SNOEY, Zack Villere (2025)

SNOEY is Zack Villere’s own little world. The record feels like being a very little person, walking around the big, wide world. It is whimsical exploration of Steve Lacy-like guitar riffs, lo-fi, and soulful jazz warmth. In this way, SNOEY feels at once intimate and otherworldly. The premise of the album is a yeti named Snoey discovering music for the first time. It therefore was an attempt to capture the wonder of hearing something beautiful and strange at once.

Villere takes on a Kevin Abstract-like role, coordinating an assortment of other artists, from the swagger of Roy Blair’s bass guitar to the spacey, sexy sound of Girl Ultra. SNOEY is a genius arrangement of artists from every corner of music that came together in the name of our favorite yeti. However, despite a few big-name appearances, the majority of the features are largely little-known artists. The novelty of their sound - especially all in one place - is part of what makes listening to SNOEY such a pleasant surprise. Playful, sincere, with bursts of curiosity, it is an album that feels like feeling sunlight through fog. It is an impressive, skillfull arrangement that does not take itself too seriously. It finds joy and even humor in small things, which is why it fits perfectly at home in this playlist.

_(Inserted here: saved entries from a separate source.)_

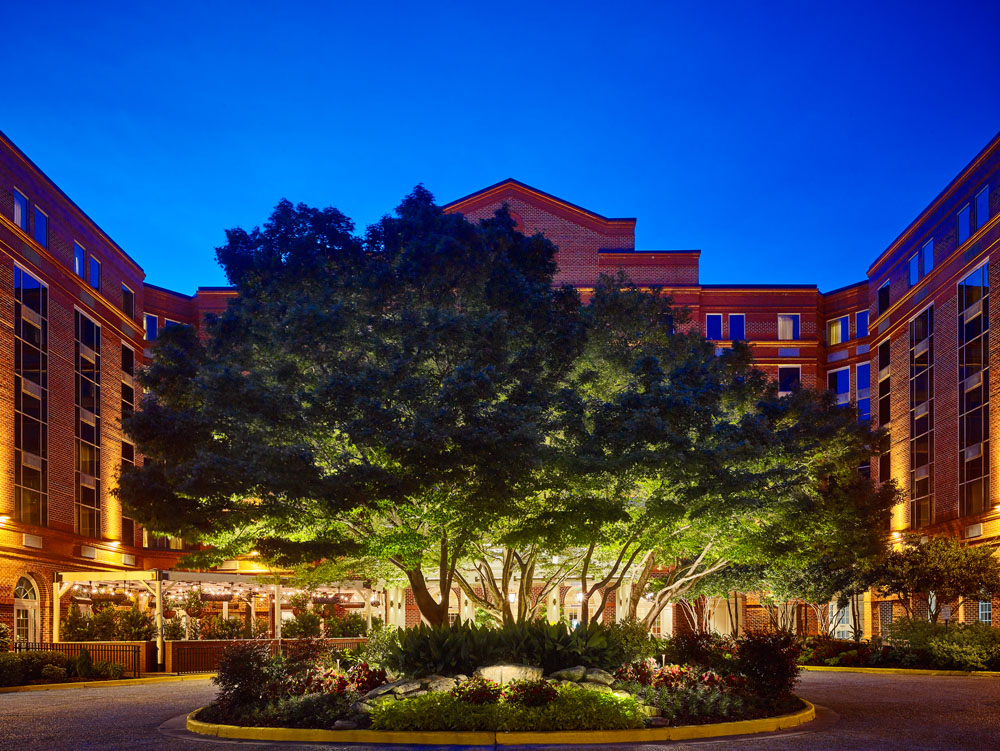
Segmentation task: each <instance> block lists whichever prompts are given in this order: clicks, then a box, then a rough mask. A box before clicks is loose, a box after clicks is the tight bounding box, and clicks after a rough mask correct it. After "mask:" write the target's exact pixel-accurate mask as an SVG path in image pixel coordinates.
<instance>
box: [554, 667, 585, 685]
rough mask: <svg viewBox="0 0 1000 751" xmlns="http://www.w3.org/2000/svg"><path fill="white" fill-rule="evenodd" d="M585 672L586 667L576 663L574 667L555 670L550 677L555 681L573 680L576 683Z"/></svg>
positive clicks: (581, 678) (578, 680)
mask: <svg viewBox="0 0 1000 751" xmlns="http://www.w3.org/2000/svg"><path fill="white" fill-rule="evenodd" d="M586 674H587V668H585V667H584V666H583V665H577V666H576V667H575V668H563V669H562V670H557V671H556V672H554V673H553V674H552V675H551V676H549V677H550V678H554V679H555V680H557V681H573V682H574V683H578V682H579V681H582V680H583V676H584V675H586Z"/></svg>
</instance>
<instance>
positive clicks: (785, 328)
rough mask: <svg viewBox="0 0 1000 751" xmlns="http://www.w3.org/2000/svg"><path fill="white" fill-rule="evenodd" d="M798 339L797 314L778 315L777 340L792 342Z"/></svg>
mask: <svg viewBox="0 0 1000 751" xmlns="http://www.w3.org/2000/svg"><path fill="white" fill-rule="evenodd" d="M798 338H799V314H798V313H782V314H779V315H778V339H779V340H781V341H792V340H794V339H798Z"/></svg>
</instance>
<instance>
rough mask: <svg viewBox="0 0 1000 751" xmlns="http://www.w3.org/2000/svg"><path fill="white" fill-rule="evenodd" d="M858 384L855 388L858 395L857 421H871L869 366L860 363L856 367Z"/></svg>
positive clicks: (869, 378) (870, 380)
mask: <svg viewBox="0 0 1000 751" xmlns="http://www.w3.org/2000/svg"><path fill="white" fill-rule="evenodd" d="M857 377H858V383H857V386H856V387H855V388H856V389H857V393H858V419H859V420H861V421H862V422H868V421H869V420H871V417H872V411H871V380H872V377H871V365H869V364H868V363H862V364H860V365H858V367H857Z"/></svg>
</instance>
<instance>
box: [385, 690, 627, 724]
mask: <svg viewBox="0 0 1000 751" xmlns="http://www.w3.org/2000/svg"><path fill="white" fill-rule="evenodd" d="M371 719H372V727H373V728H375V729H376V730H487V731H489V730H495V731H508V732H510V731H522V730H625V729H629V728H641V727H643V726H644V725H645V720H644V716H643V713H642V710H641V708H640V707H639V704H638V703H637V702H636V701H635V700H634V699H631V698H629V699H625V698H619V697H617V696H615V695H614V694H608V693H602V692H598V691H591V690H588V689H584V688H577V687H575V686H566V687H563V688H560V689H559V695H558V696H557V697H556V698H555V699H554V700H553V701H552V702H551V703H549V704H547V705H545V706H542V707H525V706H522V705H520V704H515V703H507V702H500V703H496V704H481V705H470V704H467V703H465V702H463V701H461V700H460V699H458V698H457V697H454V696H452V695H451V694H448V693H430V694H425V695H424V696H417V697H414V698H413V699H404V700H402V701H394V702H384V703H382V704H378V705H376V706H375V708H374V709H373V710H372V715H371Z"/></svg>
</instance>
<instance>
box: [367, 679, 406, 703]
mask: <svg viewBox="0 0 1000 751" xmlns="http://www.w3.org/2000/svg"><path fill="white" fill-rule="evenodd" d="M405 682H406V681H402V680H400V681H393V682H392V683H383V684H382V685H381V686H376V687H375V688H373V689H372V690H371V691H369V692H368V693H367V694H365V695H364V697H363V698H365V699H374V698H375V697H376V696H381V695H382V694H388V693H389V692H390V691H392V690H393V689H394V688H396V686H399V685H401V684H403V683H405Z"/></svg>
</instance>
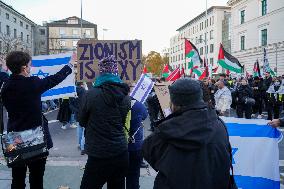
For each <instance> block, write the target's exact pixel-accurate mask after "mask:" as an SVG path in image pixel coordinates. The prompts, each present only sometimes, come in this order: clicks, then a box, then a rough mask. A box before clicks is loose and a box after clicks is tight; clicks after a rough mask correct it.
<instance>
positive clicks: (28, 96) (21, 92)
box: [2, 66, 72, 132]
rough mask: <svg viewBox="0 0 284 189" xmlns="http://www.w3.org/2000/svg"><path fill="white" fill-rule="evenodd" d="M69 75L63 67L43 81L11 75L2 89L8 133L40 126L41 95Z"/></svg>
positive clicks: (24, 77) (35, 77) (40, 119)
mask: <svg viewBox="0 0 284 189" xmlns="http://www.w3.org/2000/svg"><path fill="white" fill-rule="evenodd" d="M71 73H72V69H71V68H70V67H69V66H64V67H63V68H62V69H61V70H60V71H59V72H58V73H56V74H55V75H51V76H48V77H46V78H44V79H40V78H38V77H24V76H21V75H13V74H12V75H11V76H10V78H9V80H8V81H7V82H6V83H5V84H4V86H3V89H2V99H3V104H4V106H5V107H6V109H7V111H8V114H9V119H8V126H7V128H8V131H9V132H10V131H23V130H27V129H31V128H33V127H37V126H39V125H41V124H42V111H41V95H42V94H43V93H44V92H45V91H47V90H49V89H51V88H53V87H54V86H56V85H58V84H59V83H61V82H62V81H63V80H64V79H65V78H66V77H67V76H68V75H69V74H71Z"/></svg>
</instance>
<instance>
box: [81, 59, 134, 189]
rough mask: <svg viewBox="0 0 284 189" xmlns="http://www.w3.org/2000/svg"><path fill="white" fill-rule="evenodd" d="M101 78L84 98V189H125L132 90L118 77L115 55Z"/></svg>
mask: <svg viewBox="0 0 284 189" xmlns="http://www.w3.org/2000/svg"><path fill="white" fill-rule="evenodd" d="M98 66H99V72H100V75H99V77H98V78H97V79H96V81H95V83H94V87H93V88H92V89H90V90H89V91H88V92H87V93H86V95H85V96H84V97H83V98H82V102H81V105H80V108H79V114H78V118H79V123H80V125H81V126H83V127H85V129H86V135H85V152H86V154H87V155H88V161H87V163H86V166H85V172H84V175H83V178H82V181H81V187H80V188H81V189H93V188H94V189H99V188H102V187H103V185H104V184H105V183H107V186H108V189H124V188H125V177H126V175H127V171H128V149H127V145H128V142H127V139H126V136H125V133H124V127H125V123H126V116H127V113H128V111H129V110H130V106H131V98H130V97H129V96H128V93H129V90H130V89H129V87H128V85H127V84H125V83H123V81H122V80H121V79H120V78H119V76H118V64H117V61H116V59H115V57H114V56H108V57H106V58H103V59H102V60H101V61H100V62H99V64H98Z"/></svg>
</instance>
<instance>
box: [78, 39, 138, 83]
mask: <svg viewBox="0 0 284 189" xmlns="http://www.w3.org/2000/svg"><path fill="white" fill-rule="evenodd" d="M77 52H78V53H77V58H78V67H77V68H78V75H77V79H78V80H79V81H86V82H93V81H94V80H95V78H96V77H97V76H98V75H99V69H98V62H99V60H101V59H102V58H104V57H107V56H109V55H114V56H115V58H116V59H117V61H118V69H119V74H120V78H121V79H122V80H124V81H130V82H136V81H137V80H138V79H139V78H140V75H141V72H142V41H139V40H134V41H129V40H128V41H101V40H86V39H82V40H80V41H79V42H78V44H77Z"/></svg>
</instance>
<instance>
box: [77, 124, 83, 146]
mask: <svg viewBox="0 0 284 189" xmlns="http://www.w3.org/2000/svg"><path fill="white" fill-rule="evenodd" d="M84 132H85V128H84V127H81V126H80V125H79V126H78V127H77V137H78V144H79V146H80V149H81V150H84V149H85V135H84Z"/></svg>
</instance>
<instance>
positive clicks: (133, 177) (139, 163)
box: [126, 150, 143, 189]
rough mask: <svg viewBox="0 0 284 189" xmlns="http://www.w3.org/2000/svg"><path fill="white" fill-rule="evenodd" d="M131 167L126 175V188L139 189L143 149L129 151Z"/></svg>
mask: <svg viewBox="0 0 284 189" xmlns="http://www.w3.org/2000/svg"><path fill="white" fill-rule="evenodd" d="M128 153H129V168H128V174H127V176H126V189H139V187H140V186H139V177H140V165H141V163H142V160H143V157H142V153H141V150H137V151H129V152H128Z"/></svg>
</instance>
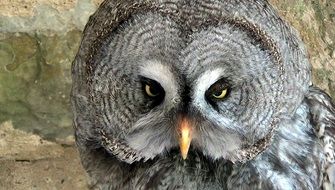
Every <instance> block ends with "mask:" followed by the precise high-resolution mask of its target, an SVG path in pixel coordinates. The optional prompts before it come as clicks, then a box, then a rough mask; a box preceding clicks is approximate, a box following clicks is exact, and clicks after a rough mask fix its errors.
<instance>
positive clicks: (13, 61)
mask: <svg viewBox="0 0 335 190" xmlns="http://www.w3.org/2000/svg"><path fill="white" fill-rule="evenodd" d="M100 2H101V0H26V1H22V0H1V1H0V123H1V122H4V121H8V120H10V121H12V123H13V125H14V127H15V128H16V129H21V130H25V131H27V132H33V133H35V134H38V135H41V136H42V137H43V138H45V139H51V140H60V141H67V140H69V139H70V140H71V139H72V138H71V135H72V124H71V117H72V116H71V111H70V102H69V92H70V88H71V76H70V66H71V62H72V60H73V58H74V55H75V53H76V51H77V48H78V45H79V42H80V38H81V31H82V29H83V27H84V25H85V23H86V21H87V19H88V17H89V15H90V14H91V13H93V12H94V10H95V9H96V8H97V6H98V5H99V3H100ZM270 2H271V3H272V4H273V5H274V6H275V7H276V8H277V9H278V11H279V12H280V14H281V15H283V17H284V18H285V19H286V20H287V21H288V22H289V23H291V24H292V25H293V26H294V27H295V28H296V29H297V30H298V31H299V32H300V33H301V35H302V38H303V40H304V41H305V43H306V44H307V48H308V51H309V55H310V60H311V63H312V65H313V77H314V78H313V80H314V82H315V84H316V85H318V86H320V87H321V88H323V89H325V90H327V91H328V92H329V93H330V94H331V95H332V97H334V98H335V72H334V71H335V11H334V10H335V1H333V0H316V1H310V0H296V1H291V0H270Z"/></svg>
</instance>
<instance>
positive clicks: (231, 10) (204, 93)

Blurrr, Joanne Robertson (2025)

I know what you’re thinking, but don’t judge a book by its cover. Although Blurrr’s album cover looks like an outdated Facebook profile photo (I honestly can’t tell if Joanne is trolling us - no offense if shes not), it is a real gem of a record. If you don’t believe me, just take a look at Pitchfork’s review, where the record has been given an astonishing(ly rare) score of 9, placing it in the “Best New Music” category.

The review details how Robertson “blurs words into tonal brushstrokes.” In this sense, Blurrr lives up to the name. The record feels like a watercolor painting: colors soaked with water and bleeding into one another. It comes as no surprise that Robertson is a painter and poet before she is a musician. Blurrr was (self) recorded “in between painting sessions and also whilst raising a child” and written in the reflection of her own poetry. The charm of this song-sung cello-infused indie folk record is that it is as demanding as you want it to be. Turn it up and float off into some ethereal fifth dimension or turn it down and embrace the miniscule intricacies of simple humanhood. Blurrr is in this playlist because it captures the mundane of minimalism, emotional untethering, and imperfection - and yet it is capable of more. Blurrr, much like Cliffhanger, has spectral soul. And yet, you are bound to find peace in its beautiful haunting.